On pleasant spring evenings, I have taken to reading outside on the front patio. As I do on such occasions-- weather allowing--I took my book and curled up in the plastic Adirondack chair last night, excited to read Wm. Gibson. His writing is pithy, his sentences carefully structured. It requires more concentration than reading a Stephen King novel, but less than the typical Philip Roth joint. 

For my next trick, I'll need a volunteer.

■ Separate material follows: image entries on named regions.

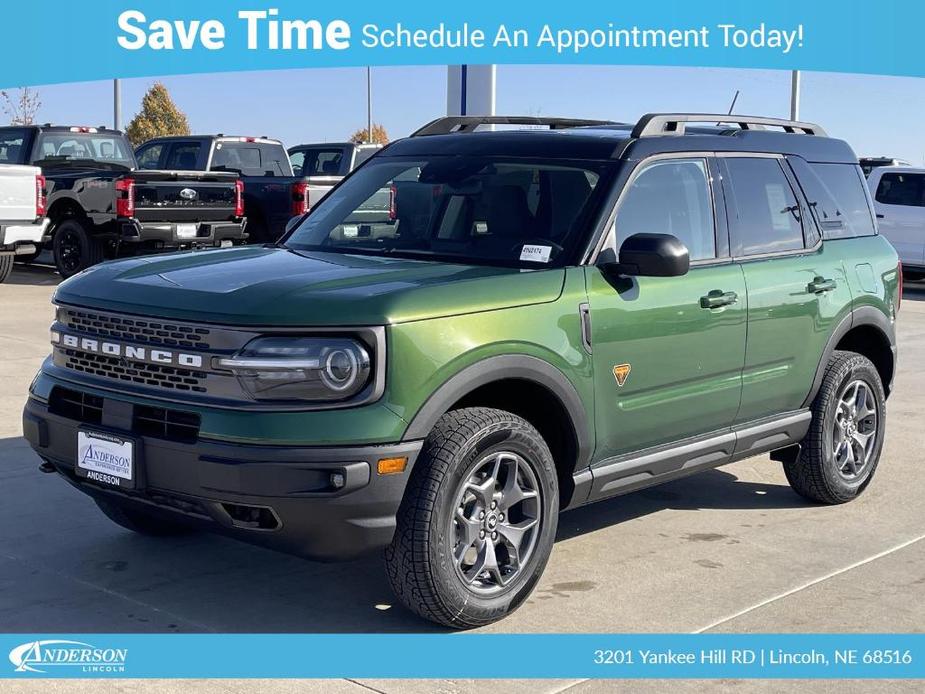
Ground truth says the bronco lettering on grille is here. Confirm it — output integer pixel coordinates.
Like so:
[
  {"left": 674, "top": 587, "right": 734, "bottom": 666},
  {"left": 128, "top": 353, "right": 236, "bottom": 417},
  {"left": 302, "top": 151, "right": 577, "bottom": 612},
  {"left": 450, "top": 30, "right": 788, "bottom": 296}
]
[{"left": 51, "top": 331, "right": 202, "bottom": 369}]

The last few weeks, each time I sit, within a couple of minutes the Adirondack chair shifts a bit, which I presumed was it settling. It feels as if the legs are spreading a couple of inches. The movement has been--or so I thought--no cause for concern--it always stopped after the initial brief shift. It had become so regular, so routine, I didn't pay much notice to it last night when a couple of minutes after sitting down, the chair began to shift. I imagine this was the attitude Harry Truman had when he felt the earth rumble just before the pyroclastic flow hit Spirit Lake. The shift started, and instead of lasting a second or so, the shift just  kept happening. It felt like I was on the shoulders of someone wearing roller-skates and their legs just kept spreading so that we were getting closer and closer to the floor until, POP!. the whole back of the chair came off. As I slid backward with the two sharp remnants of the backing digging into my love handles as I desperately tried to find purchase to prevent landing on the concrete. I found no joy. The bottom of the chair was pushed down on the ground, its legs and mine pointing in the air. I felt like glass was digging into my sides. 

Abby came out concerned, and helped me up. I need to quit scaring the poor child.